Self-adaptive Traffic Anomaly Detection System for IoT Smart Home Environments

With the growth of internet of things (IoT) devices, cyberattacks, such as distributed denial of service, that exploit vulnerable devices infected with malware have increased. Therefore, vendors and users must keep their device firmware updated to eliminate vulnerabilities and quickly handle unknown cyberattacks. However, it is difficult for both vendors and users to continually keep the devices safe because vendors must provide updates quickly and the users must continuously manage the conditions of all deployed devices. Therefore, to ensure security, it is necessary for a system to adapt autonomously to changes in cyberattacks. In addition, it is important to consider network-side security that detects and filters anomalous traffic at the gateway to comprehensively protect those devices. This paper proposes a self-adaptive anomaly detection system for IoT traffic, including unknown attacks. The proposed system comprises a honeypot server and a gateway.
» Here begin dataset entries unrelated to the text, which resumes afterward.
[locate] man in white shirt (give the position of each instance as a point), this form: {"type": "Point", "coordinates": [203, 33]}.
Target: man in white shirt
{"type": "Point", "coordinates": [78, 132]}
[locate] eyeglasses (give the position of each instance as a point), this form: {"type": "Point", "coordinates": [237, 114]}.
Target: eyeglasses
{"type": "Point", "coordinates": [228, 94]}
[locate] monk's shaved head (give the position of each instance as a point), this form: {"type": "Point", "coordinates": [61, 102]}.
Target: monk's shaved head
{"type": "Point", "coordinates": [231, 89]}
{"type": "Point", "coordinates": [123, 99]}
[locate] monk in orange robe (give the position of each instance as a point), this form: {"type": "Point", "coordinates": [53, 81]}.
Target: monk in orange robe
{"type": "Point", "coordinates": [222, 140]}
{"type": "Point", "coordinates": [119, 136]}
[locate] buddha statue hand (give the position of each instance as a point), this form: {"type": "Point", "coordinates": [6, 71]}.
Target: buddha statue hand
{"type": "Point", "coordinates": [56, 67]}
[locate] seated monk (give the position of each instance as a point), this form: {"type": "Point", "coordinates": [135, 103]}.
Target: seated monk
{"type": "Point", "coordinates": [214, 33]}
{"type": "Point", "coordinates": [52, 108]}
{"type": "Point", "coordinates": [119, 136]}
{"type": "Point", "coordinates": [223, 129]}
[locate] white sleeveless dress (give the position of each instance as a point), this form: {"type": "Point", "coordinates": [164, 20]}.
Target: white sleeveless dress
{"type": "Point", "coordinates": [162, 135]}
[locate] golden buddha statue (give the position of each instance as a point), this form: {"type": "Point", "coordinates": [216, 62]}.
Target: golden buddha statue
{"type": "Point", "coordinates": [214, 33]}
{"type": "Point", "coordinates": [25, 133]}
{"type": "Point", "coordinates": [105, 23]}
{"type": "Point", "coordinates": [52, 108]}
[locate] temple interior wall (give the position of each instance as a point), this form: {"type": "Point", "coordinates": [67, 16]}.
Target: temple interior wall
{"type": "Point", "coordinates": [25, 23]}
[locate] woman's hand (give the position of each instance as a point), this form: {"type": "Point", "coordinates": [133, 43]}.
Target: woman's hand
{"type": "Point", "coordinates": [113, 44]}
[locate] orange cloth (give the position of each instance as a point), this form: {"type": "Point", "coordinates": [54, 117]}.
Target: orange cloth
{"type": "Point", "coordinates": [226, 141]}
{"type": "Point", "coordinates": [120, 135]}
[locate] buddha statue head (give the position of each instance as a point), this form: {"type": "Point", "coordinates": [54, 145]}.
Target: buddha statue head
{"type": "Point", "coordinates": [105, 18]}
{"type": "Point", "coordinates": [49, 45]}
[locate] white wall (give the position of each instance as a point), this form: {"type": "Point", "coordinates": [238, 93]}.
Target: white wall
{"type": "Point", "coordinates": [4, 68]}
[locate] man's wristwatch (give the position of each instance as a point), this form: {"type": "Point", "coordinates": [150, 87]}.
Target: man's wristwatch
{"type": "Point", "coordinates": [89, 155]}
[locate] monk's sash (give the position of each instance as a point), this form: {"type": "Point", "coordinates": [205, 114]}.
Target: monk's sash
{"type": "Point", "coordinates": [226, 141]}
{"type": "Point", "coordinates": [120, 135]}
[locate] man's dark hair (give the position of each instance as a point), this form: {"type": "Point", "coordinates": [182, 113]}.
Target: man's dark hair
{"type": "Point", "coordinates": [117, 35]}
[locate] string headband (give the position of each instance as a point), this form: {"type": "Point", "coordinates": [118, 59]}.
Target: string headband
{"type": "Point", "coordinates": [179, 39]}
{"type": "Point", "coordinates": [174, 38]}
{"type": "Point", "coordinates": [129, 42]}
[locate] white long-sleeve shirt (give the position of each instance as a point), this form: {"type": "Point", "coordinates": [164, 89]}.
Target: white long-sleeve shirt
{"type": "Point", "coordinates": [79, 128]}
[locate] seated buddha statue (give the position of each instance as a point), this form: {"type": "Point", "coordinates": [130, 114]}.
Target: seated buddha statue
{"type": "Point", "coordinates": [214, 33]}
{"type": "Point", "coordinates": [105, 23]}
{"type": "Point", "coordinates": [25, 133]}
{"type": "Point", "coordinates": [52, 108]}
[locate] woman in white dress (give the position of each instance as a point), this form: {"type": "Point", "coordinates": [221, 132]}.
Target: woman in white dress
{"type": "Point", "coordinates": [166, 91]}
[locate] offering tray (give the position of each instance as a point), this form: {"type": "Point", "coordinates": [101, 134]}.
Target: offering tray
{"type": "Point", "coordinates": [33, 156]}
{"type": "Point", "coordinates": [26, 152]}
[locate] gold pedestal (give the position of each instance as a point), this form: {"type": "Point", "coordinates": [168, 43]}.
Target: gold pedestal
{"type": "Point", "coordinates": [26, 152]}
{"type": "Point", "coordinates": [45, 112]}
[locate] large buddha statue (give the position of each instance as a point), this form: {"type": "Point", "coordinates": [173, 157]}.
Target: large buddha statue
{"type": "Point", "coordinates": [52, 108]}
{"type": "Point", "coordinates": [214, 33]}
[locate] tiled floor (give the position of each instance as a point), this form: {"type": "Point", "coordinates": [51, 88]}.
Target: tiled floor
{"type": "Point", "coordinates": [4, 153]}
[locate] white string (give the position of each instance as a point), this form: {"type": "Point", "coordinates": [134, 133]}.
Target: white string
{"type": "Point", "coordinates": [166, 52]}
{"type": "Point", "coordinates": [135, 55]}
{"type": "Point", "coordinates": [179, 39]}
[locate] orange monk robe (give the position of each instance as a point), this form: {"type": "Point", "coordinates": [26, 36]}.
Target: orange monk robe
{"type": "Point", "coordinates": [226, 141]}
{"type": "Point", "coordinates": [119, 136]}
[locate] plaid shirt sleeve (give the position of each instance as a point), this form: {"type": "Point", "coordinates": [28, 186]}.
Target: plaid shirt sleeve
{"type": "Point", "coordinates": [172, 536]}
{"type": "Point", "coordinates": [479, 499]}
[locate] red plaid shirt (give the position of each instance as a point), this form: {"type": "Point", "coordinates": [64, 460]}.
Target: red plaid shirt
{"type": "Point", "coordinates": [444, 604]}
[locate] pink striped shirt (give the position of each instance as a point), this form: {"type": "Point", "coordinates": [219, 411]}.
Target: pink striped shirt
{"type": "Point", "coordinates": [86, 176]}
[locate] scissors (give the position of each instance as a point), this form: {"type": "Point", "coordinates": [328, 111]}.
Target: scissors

The honeypot server continuously captures traffic and adaptively generates an anomaly detection model using real-time captured traffic. Thereafter, the gateway uses the generated model to detect anomalous traffic. Thus, the proposed system can adapt to unknown attacks to reflect pattern changes in anomalous traffic based on real-time captured traffic. Three experiments were conducted to evaluate the proposed system: a virtual experiment using pre-captured traffic from various regions across the world, a demonstration experiment using real-time captured traffic, and a virtual experiment using a public dataset containing the traffic generated by malware. The experimental results indicate that a system adaptable in real time to evolving cyberattacks is a novel approach for ensuring the comprehensive security of IoT devices against both known and unknown attacks.